Two inspections were completed in November 2021. The below summarizes the complaints inspection.

  • Non-Compliance with Plan of Care in Fall Prevention: The home failed to implement a falls prevention plan of care for a resident at risk of falls. During meal services, a specified intervention, intended to minimize accident risks and associated harm, was not provided as outlined in the care plan.
  • Inadequate Provision of Nutritional Supplements: A resident identified as being at nutritional risk did not receive the specified nutritional supplement as ordered.
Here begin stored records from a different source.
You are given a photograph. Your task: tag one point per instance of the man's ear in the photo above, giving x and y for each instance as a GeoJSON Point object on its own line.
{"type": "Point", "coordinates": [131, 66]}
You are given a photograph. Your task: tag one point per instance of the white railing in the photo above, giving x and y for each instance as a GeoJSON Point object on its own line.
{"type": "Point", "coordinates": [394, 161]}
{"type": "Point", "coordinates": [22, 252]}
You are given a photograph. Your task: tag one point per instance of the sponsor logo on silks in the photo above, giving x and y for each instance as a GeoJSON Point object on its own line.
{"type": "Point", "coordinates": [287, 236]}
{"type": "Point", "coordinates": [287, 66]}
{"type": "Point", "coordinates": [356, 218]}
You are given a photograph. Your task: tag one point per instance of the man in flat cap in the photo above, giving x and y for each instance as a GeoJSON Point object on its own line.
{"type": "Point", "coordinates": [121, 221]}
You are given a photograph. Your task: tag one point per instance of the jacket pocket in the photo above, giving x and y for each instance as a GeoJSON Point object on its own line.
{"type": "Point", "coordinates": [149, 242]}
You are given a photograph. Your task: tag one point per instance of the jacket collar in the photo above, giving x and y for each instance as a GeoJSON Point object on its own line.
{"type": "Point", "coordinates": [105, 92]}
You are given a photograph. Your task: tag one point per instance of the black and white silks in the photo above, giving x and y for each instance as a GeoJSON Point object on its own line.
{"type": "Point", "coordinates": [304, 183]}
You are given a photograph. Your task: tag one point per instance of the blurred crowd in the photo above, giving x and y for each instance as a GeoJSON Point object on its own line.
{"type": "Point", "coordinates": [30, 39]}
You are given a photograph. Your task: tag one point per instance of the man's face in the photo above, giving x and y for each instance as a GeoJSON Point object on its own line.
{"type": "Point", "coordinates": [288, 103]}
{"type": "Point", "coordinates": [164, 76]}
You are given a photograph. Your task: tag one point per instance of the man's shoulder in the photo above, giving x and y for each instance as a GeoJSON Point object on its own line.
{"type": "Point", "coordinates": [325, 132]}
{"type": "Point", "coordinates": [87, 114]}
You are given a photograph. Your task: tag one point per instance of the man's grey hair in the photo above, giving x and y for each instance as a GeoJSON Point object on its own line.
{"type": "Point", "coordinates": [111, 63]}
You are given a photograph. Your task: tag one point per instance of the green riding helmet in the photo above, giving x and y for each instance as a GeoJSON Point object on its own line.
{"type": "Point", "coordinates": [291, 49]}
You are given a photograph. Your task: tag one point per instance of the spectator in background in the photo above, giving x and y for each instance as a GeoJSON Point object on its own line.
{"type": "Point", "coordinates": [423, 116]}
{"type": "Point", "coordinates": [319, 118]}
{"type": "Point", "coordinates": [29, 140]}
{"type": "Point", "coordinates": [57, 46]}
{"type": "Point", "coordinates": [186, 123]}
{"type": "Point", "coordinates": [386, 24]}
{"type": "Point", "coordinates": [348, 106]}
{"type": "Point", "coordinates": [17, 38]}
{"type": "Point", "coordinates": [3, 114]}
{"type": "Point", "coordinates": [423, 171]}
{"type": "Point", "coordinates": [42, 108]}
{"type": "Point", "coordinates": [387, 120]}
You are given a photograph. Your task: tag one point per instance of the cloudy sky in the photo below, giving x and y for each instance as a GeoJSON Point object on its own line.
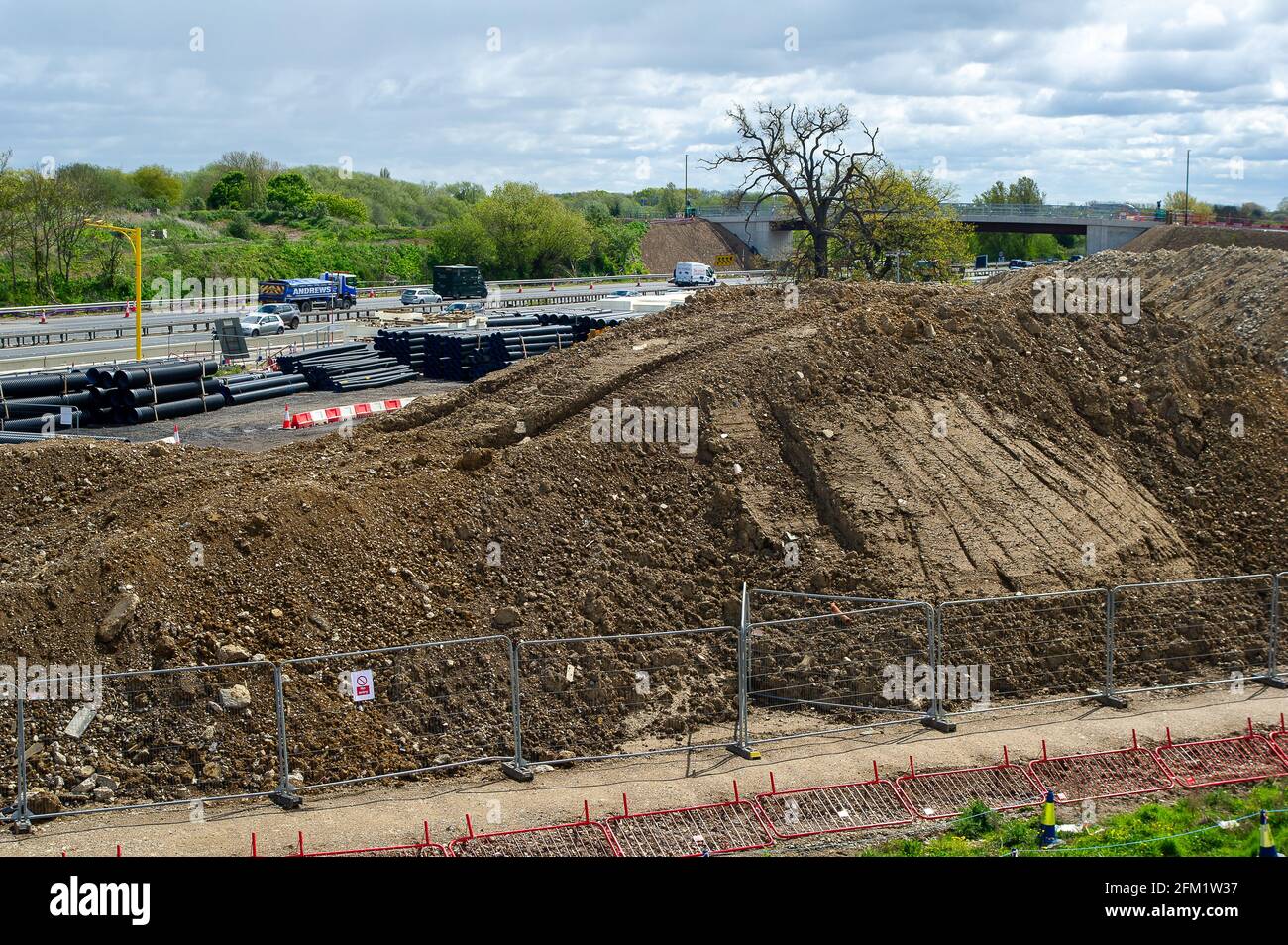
{"type": "Point", "coordinates": [1096, 101]}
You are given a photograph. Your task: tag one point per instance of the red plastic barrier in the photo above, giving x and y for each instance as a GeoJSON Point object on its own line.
{"type": "Point", "coordinates": [585, 837]}
{"type": "Point", "coordinates": [702, 830]}
{"type": "Point", "coordinates": [1223, 760]}
{"type": "Point", "coordinates": [832, 808]}
{"type": "Point", "coordinates": [943, 794]}
{"type": "Point", "coordinates": [1099, 776]}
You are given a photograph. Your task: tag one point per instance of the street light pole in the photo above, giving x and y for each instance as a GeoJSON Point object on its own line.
{"type": "Point", "coordinates": [136, 236]}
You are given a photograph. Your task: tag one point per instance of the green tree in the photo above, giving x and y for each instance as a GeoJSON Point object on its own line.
{"type": "Point", "coordinates": [228, 192]}
{"type": "Point", "coordinates": [342, 207]}
{"type": "Point", "coordinates": [158, 185]}
{"type": "Point", "coordinates": [288, 193]}
{"type": "Point", "coordinates": [901, 211]}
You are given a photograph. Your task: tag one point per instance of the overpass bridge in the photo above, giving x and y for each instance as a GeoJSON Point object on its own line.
{"type": "Point", "coordinates": [769, 230]}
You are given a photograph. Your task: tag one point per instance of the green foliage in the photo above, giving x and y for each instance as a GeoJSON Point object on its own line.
{"type": "Point", "coordinates": [228, 192]}
{"type": "Point", "coordinates": [342, 207]}
{"type": "Point", "coordinates": [288, 194]}
{"type": "Point", "coordinates": [1188, 827]}
{"type": "Point", "coordinates": [158, 185]}
{"type": "Point", "coordinates": [240, 227]}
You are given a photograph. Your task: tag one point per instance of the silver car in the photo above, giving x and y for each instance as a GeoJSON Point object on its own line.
{"type": "Point", "coordinates": [420, 296]}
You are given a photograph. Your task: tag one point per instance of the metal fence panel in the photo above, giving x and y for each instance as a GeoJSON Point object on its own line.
{"type": "Point", "coordinates": [864, 664]}
{"type": "Point", "coordinates": [159, 737]}
{"type": "Point", "coordinates": [429, 705]}
{"type": "Point", "coordinates": [1207, 631]}
{"type": "Point", "coordinates": [623, 695]}
{"type": "Point", "coordinates": [1026, 649]}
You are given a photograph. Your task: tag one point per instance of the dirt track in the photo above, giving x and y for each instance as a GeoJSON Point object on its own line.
{"type": "Point", "coordinates": [389, 815]}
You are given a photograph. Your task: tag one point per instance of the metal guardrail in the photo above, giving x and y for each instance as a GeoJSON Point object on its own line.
{"type": "Point", "coordinates": [243, 730]}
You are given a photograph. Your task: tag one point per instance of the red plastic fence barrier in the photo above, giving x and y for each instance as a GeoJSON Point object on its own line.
{"type": "Point", "coordinates": [832, 808]}
{"type": "Point", "coordinates": [1280, 738]}
{"type": "Point", "coordinates": [421, 849]}
{"type": "Point", "coordinates": [1099, 776]}
{"type": "Point", "coordinates": [1207, 764]}
{"type": "Point", "coordinates": [943, 794]}
{"type": "Point", "coordinates": [585, 837]}
{"type": "Point", "coordinates": [702, 830]}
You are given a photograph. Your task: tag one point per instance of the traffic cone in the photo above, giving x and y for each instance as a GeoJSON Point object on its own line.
{"type": "Point", "coordinates": [1047, 838]}
{"type": "Point", "coordinates": [1267, 838]}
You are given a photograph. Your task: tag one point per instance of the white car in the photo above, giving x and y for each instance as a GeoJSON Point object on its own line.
{"type": "Point", "coordinates": [263, 325]}
{"type": "Point", "coordinates": [420, 296]}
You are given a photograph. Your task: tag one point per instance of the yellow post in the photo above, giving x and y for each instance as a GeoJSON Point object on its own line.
{"type": "Point", "coordinates": [136, 236]}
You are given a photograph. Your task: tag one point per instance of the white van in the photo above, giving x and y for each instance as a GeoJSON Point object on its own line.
{"type": "Point", "coordinates": [694, 274]}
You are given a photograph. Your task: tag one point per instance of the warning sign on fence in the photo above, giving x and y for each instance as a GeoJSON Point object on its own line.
{"type": "Point", "coordinates": [361, 683]}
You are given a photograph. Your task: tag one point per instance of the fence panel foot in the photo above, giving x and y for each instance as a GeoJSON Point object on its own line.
{"type": "Point", "coordinates": [516, 772]}
{"type": "Point", "coordinates": [286, 799]}
{"type": "Point", "coordinates": [939, 724]}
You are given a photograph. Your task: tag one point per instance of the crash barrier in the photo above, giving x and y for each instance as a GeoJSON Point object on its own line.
{"type": "Point", "coordinates": [798, 665]}
{"type": "Point", "coordinates": [875, 803]}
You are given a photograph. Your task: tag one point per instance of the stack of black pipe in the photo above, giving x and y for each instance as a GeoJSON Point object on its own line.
{"type": "Point", "coordinates": [262, 386]}
{"type": "Point", "coordinates": [347, 368]}
{"type": "Point", "coordinates": [147, 391]}
{"type": "Point", "coordinates": [27, 399]}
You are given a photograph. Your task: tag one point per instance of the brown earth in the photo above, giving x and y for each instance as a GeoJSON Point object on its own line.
{"type": "Point", "coordinates": [1184, 237]}
{"type": "Point", "coordinates": [816, 425]}
{"type": "Point", "coordinates": [1239, 288]}
{"type": "Point", "coordinates": [690, 241]}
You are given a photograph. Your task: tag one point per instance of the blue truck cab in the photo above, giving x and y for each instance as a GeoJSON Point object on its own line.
{"type": "Point", "coordinates": [327, 291]}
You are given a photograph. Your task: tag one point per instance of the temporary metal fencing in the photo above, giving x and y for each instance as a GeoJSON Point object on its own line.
{"type": "Point", "coordinates": [858, 665]}
{"type": "Point", "coordinates": [803, 665]}
{"type": "Point", "coordinates": [1201, 632]}
{"type": "Point", "coordinates": [626, 695]}
{"type": "Point", "coordinates": [426, 707]}
{"type": "Point", "coordinates": [1021, 651]}
{"type": "Point", "coordinates": [166, 737]}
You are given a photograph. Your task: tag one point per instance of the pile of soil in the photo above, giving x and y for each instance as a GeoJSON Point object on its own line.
{"type": "Point", "coordinates": [1239, 288]}
{"type": "Point", "coordinates": [925, 442]}
{"type": "Point", "coordinates": [691, 240]}
{"type": "Point", "coordinates": [1184, 237]}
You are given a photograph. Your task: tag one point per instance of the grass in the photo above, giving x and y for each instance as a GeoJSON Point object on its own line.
{"type": "Point", "coordinates": [1184, 827]}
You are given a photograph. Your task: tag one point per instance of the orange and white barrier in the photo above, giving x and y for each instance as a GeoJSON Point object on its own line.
{"type": "Point", "coordinates": [334, 415]}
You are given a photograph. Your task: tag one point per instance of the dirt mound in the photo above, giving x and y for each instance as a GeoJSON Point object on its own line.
{"type": "Point", "coordinates": [910, 441]}
{"type": "Point", "coordinates": [1218, 287]}
{"type": "Point", "coordinates": [690, 241]}
{"type": "Point", "coordinates": [1183, 237]}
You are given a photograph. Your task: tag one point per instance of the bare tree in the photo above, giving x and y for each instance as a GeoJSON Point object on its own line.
{"type": "Point", "coordinates": [798, 155]}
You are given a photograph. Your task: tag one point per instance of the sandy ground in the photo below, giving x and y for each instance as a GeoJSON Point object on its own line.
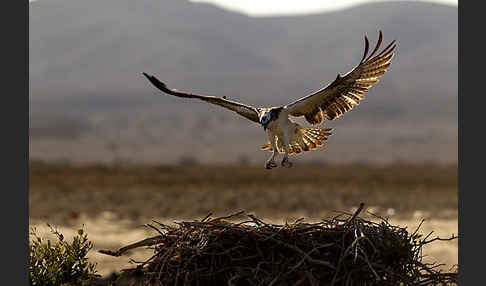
{"type": "Point", "coordinates": [107, 231]}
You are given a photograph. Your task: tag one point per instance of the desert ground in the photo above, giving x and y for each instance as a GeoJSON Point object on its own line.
{"type": "Point", "coordinates": [114, 202]}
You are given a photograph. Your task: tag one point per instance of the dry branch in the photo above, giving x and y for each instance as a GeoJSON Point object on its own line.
{"type": "Point", "coordinates": [345, 250]}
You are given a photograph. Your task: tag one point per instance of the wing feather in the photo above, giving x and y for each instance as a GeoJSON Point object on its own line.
{"type": "Point", "coordinates": [247, 111]}
{"type": "Point", "coordinates": [346, 91]}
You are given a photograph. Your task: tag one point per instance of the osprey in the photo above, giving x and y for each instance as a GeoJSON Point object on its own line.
{"type": "Point", "coordinates": [330, 102]}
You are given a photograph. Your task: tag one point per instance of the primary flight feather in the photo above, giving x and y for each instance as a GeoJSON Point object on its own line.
{"type": "Point", "coordinates": [330, 102]}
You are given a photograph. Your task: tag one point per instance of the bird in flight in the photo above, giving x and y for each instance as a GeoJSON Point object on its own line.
{"type": "Point", "coordinates": [330, 102]}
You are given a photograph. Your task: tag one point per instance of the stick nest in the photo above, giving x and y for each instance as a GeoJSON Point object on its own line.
{"type": "Point", "coordinates": [345, 250]}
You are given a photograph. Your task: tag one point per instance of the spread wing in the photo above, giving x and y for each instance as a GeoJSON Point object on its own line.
{"type": "Point", "coordinates": [247, 111]}
{"type": "Point", "coordinates": [346, 91]}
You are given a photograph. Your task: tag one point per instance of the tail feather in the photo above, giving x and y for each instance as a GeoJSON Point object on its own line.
{"type": "Point", "coordinates": [305, 139]}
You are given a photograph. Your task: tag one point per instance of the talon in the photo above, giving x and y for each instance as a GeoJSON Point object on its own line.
{"type": "Point", "coordinates": [270, 165]}
{"type": "Point", "coordinates": [287, 163]}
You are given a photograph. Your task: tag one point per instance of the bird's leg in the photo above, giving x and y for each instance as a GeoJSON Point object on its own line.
{"type": "Point", "coordinates": [285, 161]}
{"type": "Point", "coordinates": [271, 161]}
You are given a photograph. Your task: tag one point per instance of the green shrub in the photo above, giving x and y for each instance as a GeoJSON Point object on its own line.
{"type": "Point", "coordinates": [60, 263]}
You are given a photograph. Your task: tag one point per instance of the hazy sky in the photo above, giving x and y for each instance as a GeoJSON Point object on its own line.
{"type": "Point", "coordinates": [292, 7]}
{"type": "Point", "coordinates": [288, 7]}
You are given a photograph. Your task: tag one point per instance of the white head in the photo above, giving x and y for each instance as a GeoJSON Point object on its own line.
{"type": "Point", "coordinates": [265, 118]}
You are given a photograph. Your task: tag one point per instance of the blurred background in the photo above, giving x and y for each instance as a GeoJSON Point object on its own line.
{"type": "Point", "coordinates": [110, 151]}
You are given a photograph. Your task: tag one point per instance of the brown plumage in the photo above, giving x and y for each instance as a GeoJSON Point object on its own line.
{"type": "Point", "coordinates": [347, 91]}
{"type": "Point", "coordinates": [304, 139]}
{"type": "Point", "coordinates": [330, 103]}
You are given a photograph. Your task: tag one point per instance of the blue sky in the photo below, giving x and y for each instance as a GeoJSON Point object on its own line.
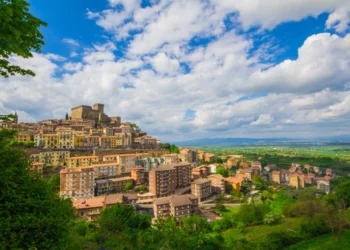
{"type": "Point", "coordinates": [191, 69]}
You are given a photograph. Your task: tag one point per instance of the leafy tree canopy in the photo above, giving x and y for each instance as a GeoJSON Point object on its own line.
{"type": "Point", "coordinates": [19, 34]}
{"type": "Point", "coordinates": [32, 216]}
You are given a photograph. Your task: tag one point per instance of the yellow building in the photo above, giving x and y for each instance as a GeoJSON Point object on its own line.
{"type": "Point", "coordinates": [65, 138]}
{"type": "Point", "coordinates": [23, 136]}
{"type": "Point", "coordinates": [54, 158]}
{"type": "Point", "coordinates": [297, 180]}
{"type": "Point", "coordinates": [51, 141]}
{"type": "Point", "coordinates": [106, 170]}
{"type": "Point", "coordinates": [80, 161]}
{"type": "Point", "coordinates": [37, 167]}
{"type": "Point", "coordinates": [124, 139]}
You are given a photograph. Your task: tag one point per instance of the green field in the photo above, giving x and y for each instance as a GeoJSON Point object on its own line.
{"type": "Point", "coordinates": [325, 242]}
{"type": "Point", "coordinates": [335, 157]}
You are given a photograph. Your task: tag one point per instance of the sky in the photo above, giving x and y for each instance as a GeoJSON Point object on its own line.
{"type": "Point", "coordinates": [187, 69]}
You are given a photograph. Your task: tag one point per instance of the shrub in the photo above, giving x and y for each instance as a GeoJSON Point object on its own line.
{"type": "Point", "coordinates": [272, 218]}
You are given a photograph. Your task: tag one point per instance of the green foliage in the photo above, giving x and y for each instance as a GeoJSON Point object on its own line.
{"type": "Point", "coordinates": [143, 188]}
{"type": "Point", "coordinates": [222, 171]}
{"type": "Point", "coordinates": [31, 214]}
{"type": "Point", "coordinates": [272, 218]}
{"type": "Point", "coordinates": [19, 35]}
{"type": "Point", "coordinates": [7, 118]}
{"type": "Point", "coordinates": [280, 240]}
{"type": "Point", "coordinates": [314, 226]}
{"type": "Point", "coordinates": [343, 193]}
{"type": "Point", "coordinates": [251, 214]}
{"type": "Point", "coordinates": [128, 186]}
{"type": "Point", "coordinates": [54, 182]}
{"type": "Point", "coordinates": [259, 182]}
{"type": "Point", "coordinates": [174, 149]}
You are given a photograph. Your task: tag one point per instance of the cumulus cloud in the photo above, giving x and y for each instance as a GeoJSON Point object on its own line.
{"type": "Point", "coordinates": [264, 119]}
{"type": "Point", "coordinates": [299, 97]}
{"type": "Point", "coordinates": [339, 19]}
{"type": "Point", "coordinates": [269, 14]}
{"type": "Point", "coordinates": [70, 41]}
{"type": "Point", "coordinates": [323, 62]}
{"type": "Point", "coordinates": [165, 65]}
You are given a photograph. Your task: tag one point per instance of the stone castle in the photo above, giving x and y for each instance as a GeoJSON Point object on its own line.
{"type": "Point", "coordinates": [95, 113]}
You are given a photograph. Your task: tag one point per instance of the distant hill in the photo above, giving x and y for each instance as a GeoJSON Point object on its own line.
{"type": "Point", "coordinates": [227, 142]}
Even after the Registered Dietitian (RD) changed the supplement order, the new supplement was not provided as required during the identified period.
  • Action Required from the Licensee: The licensee was requested to prepare a written plan of correction to ensure compliance with the care plans, specifically regarding the provision of care and nutritional supplements as specified in the resident’s plan.

The below summarizes the critical incident inspection:

  • Falls Prevention: Several intakes (Log #000634-21, Log #002765-21, Log #006490-21, Log #006641-21, Log #011749-21, Log #011757-21, Log #013832-21) were related to falls prevention, indicating a focus on how the home manages and attempts to prevent falls among residents.
  • Significant Injury Incident: One intake was related to an incident that resulted in significant injury to a resident. This highlights a serious occurrence, necessitating a detailed investigation into the circumstances and the home’s response.
  • Medication Incident: Another intake was concerned with a medication incident, pointing towards issues in medication management or administration.